2018 - Phoebe
This year, we decided to give most of our subsystems a major overhaul. We abandoned the six-wheeled "rocker-bogie" suspension system in favor of a faster system of four independent shocks absorbers and a differential bar. To give us more room for subsystems, we substantially increased the size of the chassis. Additionally, we designed our soil acquisition drill and robotic arm from the ground up, applying lessons learned in past years to produce brand new designs.
With the largest number of programmers in MRover history, we undertook the task of rewriting the entire codebase in the interest of creating a maintaible codebase to use for years to come. This time, instead of using the Robot Operating System, we devloped simpler software more focused on our needs.
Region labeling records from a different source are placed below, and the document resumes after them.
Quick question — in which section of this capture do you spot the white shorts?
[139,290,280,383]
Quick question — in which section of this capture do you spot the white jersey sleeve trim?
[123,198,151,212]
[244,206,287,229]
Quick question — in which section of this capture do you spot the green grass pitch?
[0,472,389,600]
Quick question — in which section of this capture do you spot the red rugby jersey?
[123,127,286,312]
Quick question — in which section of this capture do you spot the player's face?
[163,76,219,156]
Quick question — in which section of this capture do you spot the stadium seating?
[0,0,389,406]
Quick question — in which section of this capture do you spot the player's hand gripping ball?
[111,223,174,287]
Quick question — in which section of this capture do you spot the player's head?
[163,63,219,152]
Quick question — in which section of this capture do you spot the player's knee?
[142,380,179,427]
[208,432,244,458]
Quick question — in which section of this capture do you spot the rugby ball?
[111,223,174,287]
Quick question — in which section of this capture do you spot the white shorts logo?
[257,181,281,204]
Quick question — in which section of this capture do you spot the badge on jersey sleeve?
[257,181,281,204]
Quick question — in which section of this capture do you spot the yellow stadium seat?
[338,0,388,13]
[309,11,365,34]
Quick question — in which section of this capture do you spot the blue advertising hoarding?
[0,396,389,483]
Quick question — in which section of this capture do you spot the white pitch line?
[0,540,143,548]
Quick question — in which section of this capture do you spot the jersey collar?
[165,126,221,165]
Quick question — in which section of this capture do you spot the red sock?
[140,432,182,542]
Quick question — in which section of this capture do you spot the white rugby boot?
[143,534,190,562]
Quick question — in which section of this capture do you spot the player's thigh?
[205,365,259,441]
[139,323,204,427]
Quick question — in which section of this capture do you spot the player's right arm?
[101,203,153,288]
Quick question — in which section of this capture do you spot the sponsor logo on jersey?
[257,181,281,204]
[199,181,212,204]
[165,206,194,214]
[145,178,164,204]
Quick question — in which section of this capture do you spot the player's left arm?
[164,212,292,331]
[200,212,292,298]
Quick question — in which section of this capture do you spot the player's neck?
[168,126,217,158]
This included devloping our own simulators to rapidly test code. We also implemented an "edge computing" approach, dividing up computing between many small computers and microcontrollers on the rover.
2017 - Hughey
In 2017, the URC introduced the autonomous navigation task, adding an entirely new dimension to the competition. To test autonomy code without having a fully equipped rover, we used the simulation features of the Robot Operating System.
Mechanically speaking, Hughey was an improved version of the previous model, using a similar chassis and rocker-bogie suspension. Most changes were small adjustments, such as using a carbon-fiber frame instead of an aluminum one. The most significant change was the separation of the soil acquisitions subsystem from the robotic arm. This year, we replaced the large linear actuator on the upper arm with motor and geartrain, completing our transition from linear actuation of the arm.
2016 - Golu Golu
Starting with the designs from the 2015 rover, Golu Golu's mechanical systems innovated on the prior year's in several ways. Golu Golu marked the start of a transition away from a linearly actuated arm, using motors and geartrains for all segments except the first segment. Our software this year was an improved version of the previous year's as well. With Golu Golu's more complex arm, the team had to develop a more advanced control scheme for the robotic arm.
2015 - Grover
Grover featured many designs that would be signatures of MRover for the next few years. The six-wheeled rocker-bogie mechanism allowed the Rover to remain stable on uneven terrain, and the rectangular chassis allowed the electronics to be housed in the back and the subsystems in the front.
With an entirely new set of programmers, it was decided that the previous year's software was outdated and that the best move was to start from scratch. Starting with a simple set of programs for encoding joystick data at the base station and decoding it onboard the rover, our programmers began developing code that would be used in future years and learning lessons in developing a maintainable codebase.